“God save the Queen
the fascist regime
they made you a moron
a potential H-bomb.
Oh God save history
God save your mad parade
Oh Lord God have mercy
all crimes are paid.
When there’s no future
how can there be sin
we’re the flowers
in the dustbin
we’re the poison
in your human machine
we’re the future
you’re future.” — Sex Pistols
“The thing worse than rebellion is the thing that causes rebellion.” —Frederick Douglass
I have a deep, abiding, ethical concern with the suffering of animals. In the late 1980s, when I was a committed human rights activist, the animal rights struggle became my ultimate choice and existential meaning. The more I learned about the enormity of animal suffering, the more radical my positions became, shifting from animal welfare to animal rights to animal liberation, and finally to total liberation politics that articulates human, animal, and Earth liberation struggles as an inseparable unity that must be conceived of and fought for together.
In 1999, I decided to take a public and very controversial stand in support of the Animal Liberation Front (ALF). This group emerged in England in 1976, and quickly spread throughout the world, such that it is now active in over three dozen countries. The ALF is the newest anti-slavery and abolitionist struggle on the planet; ALF principles are rooted in a rights framework that rejects any form of animal exploitation as unjust and renounces all welfarist attempts to regulate rather than to wreck institutions of oppression as unacceptable and antithetical to liberationist goals.
The ALF is an underground movement that operates in decentralized and autonomous cells unknown to the aboveground world and to all other cells as well. Typically working at night and always covered by black masks, setting right the wrong inscribed in the law, the ALF breaks into laboratories, compound, and cages of any kind to free animals from their captors and tormentors. The ALF uses tactics of economic sabotage or property destruction to undermine or eliminate the ability of individuals and industries to exploit animals for profit. Despite using tactics of sabotage and even arson, the ALF adheres to a nonviolent ethic that attacks the property of exploiters, but never the exploiters themselves.

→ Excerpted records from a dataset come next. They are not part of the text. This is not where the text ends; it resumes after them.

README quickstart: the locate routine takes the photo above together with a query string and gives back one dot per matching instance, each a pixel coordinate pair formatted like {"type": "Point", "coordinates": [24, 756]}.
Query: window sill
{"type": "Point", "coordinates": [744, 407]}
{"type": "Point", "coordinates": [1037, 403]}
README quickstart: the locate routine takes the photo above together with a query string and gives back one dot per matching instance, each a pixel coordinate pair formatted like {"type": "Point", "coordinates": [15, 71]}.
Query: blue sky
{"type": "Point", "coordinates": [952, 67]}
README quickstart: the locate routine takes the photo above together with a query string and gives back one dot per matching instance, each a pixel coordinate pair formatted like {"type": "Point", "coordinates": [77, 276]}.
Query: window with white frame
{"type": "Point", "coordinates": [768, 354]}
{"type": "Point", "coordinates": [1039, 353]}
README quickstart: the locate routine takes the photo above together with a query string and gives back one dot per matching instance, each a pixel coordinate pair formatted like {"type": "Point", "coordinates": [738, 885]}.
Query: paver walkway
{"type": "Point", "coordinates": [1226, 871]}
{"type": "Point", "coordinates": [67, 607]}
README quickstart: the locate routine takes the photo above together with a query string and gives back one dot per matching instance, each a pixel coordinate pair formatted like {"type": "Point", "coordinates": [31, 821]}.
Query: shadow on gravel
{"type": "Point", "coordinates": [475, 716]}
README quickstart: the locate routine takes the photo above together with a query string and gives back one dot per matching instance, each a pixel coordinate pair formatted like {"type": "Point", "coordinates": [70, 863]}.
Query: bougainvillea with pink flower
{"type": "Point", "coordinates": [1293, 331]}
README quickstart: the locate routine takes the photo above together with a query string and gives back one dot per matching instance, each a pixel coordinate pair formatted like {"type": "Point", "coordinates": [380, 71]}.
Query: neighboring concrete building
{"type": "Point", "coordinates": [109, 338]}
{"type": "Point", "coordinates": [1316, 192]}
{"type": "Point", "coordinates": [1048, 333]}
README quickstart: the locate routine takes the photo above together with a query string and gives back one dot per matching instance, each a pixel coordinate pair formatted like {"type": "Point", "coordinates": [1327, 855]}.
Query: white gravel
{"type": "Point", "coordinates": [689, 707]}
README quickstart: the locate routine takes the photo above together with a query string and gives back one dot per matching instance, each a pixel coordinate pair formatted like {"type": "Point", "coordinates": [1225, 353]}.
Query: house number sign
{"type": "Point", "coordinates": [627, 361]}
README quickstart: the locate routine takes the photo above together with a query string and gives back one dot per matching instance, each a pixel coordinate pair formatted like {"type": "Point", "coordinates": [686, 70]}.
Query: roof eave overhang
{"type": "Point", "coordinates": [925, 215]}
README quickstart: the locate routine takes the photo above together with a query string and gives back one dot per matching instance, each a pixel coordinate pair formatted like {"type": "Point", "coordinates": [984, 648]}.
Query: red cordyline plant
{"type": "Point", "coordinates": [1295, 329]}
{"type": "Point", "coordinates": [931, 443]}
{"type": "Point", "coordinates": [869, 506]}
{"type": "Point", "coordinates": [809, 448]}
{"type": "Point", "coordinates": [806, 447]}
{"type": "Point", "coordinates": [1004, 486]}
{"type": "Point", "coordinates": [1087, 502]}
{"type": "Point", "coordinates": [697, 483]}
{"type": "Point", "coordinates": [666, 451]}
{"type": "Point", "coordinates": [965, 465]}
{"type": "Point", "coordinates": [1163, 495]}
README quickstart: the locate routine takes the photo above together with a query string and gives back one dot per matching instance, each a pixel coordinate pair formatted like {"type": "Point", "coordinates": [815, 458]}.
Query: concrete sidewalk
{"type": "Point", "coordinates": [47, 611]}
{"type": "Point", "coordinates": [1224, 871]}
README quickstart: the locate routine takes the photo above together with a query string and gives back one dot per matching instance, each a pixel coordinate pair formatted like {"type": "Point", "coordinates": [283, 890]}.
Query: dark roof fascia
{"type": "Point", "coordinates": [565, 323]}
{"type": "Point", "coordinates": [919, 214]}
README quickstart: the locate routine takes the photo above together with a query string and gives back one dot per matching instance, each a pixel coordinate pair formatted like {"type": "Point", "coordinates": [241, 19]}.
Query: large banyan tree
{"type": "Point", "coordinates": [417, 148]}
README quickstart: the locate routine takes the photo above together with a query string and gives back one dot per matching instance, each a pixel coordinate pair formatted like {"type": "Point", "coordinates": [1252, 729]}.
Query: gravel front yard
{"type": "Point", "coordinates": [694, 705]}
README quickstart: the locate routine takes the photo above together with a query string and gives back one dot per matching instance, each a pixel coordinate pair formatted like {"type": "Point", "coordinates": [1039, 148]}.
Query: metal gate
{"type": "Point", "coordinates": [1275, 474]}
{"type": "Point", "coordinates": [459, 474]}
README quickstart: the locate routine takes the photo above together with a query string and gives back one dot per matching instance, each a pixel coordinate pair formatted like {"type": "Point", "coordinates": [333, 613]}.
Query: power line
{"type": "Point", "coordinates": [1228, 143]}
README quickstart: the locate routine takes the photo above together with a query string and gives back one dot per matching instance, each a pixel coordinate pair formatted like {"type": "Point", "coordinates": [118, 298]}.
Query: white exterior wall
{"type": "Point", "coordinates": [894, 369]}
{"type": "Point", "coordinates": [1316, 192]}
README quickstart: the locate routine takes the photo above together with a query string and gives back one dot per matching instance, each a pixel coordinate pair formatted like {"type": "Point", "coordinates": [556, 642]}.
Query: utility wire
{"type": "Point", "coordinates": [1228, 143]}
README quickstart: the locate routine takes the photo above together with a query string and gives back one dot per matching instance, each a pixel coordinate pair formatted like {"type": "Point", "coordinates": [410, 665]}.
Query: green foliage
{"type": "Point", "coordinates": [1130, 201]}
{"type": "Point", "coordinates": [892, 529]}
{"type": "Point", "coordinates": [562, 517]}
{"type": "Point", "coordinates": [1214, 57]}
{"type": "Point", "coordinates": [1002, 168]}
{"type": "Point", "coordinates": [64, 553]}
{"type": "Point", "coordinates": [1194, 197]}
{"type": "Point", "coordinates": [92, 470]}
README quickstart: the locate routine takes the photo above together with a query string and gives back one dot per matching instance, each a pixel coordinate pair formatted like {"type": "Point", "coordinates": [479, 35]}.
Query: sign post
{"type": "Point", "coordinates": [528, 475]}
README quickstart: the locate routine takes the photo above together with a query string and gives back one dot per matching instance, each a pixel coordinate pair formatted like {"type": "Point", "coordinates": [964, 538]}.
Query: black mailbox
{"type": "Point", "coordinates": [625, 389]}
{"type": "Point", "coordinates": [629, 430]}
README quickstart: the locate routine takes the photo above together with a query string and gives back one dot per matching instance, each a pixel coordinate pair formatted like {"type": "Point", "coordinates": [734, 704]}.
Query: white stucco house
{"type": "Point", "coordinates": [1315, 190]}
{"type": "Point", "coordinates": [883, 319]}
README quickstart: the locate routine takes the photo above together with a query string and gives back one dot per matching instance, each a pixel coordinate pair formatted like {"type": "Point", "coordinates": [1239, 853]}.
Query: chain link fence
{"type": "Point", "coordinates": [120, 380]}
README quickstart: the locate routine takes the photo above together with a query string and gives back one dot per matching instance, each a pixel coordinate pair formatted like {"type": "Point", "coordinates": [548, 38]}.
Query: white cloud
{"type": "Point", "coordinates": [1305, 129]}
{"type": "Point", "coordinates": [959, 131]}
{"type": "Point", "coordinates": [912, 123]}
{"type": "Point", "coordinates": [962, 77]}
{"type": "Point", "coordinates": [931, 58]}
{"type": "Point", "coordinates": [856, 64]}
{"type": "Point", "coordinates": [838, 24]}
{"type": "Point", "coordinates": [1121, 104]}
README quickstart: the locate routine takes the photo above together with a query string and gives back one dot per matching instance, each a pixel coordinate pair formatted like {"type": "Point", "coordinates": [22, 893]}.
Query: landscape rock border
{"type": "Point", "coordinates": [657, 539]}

After careful study of the ALF’s history, philosophy, ethics, and tactics, and after consideration of their goals and results, I concluded that such as approach is defensible, just, and highly effective, and thereby should play a vital and respected role in the animal rights movement. Governments, corporate exploiters, much of the media and public, and even many so-called “animal advocates” themselves characterize the ALF as violent terrorists, but I see them as freedom fighters and counter-terrorists. The ALF is part of a new peace and justice movement defending innocent beings under attack and fighting the real terrorists who torture and kill animals without justification.
Against a repressively established social “consensus,” I argue that ALF actions are defensible because (1) what happens to animals is wrong, and (2) legal channels to stop it are blocked by speciesism and corrupt governments that support the property rights of industries over the moral rights of animals.
I believe that no door, no law, no cop, no government, and no profit margin should stand in the way between an animal and its freedom. I wish that legal methods of animal liberation were adequate to free animals from their oppressors, but they are not. Governments are corrupt and speciesist and serve their corporate masters. Animals are too important a resource and commodity for corporations to voluntarily free them, and so animal liberation requires militant tactics such as raids to rescue animals and sabotage (property destruction) to weaken and eliminate oppressors.
Social change does not come about through moral persuasion or legislative initiatives, but rather through one kind of force and pressure or another. No human liberation movement has ever won its cause except by using threats, force, confrontational tactics, and violence, so why should it be any different for the animal liberation movement?
The New Civil War
“Many activists do not understand the revolutionary nature of this movement. We are fighting a major war, defending animals and our very planet from human greed and destruction.” —David Barbarash, former ALF Press Officer
Anyone who follows the animal liberation movement in England knows that the direct action element has become increasingly powerful since the 1970s. By abandoning often futile efforts to influence oppressors through feeble protests and appeals to government, and by taking the fight directly to the animal exploiters themselves, groups such as the Stop Huntingdon Animal Cruelty (SHAC), SPEAK (originally named Stop Primate Experiments at Cambridge), and Save the Newchurch Guinea Pigs (SNGP) have developed highly effective campaigns against all facets of the vivisection industry, a primary target of attack.
If you want to know what a possible future civil war over animal rights might look like, gaze no farther than England. In the last decade, for instance, pro-hunting forces have mounted massive demonstrations against bans on fox-hunting that were ultimately passed. In September 2004, pro-hunters stormed into central London where they clashed with animal activists, mixed it up with police, and broke into Parliament and disrupted a meeting in session. The struggles stem in part from a culture war whereby traditional rural values are attacked by modern urban values informed by an ethic of animal rights.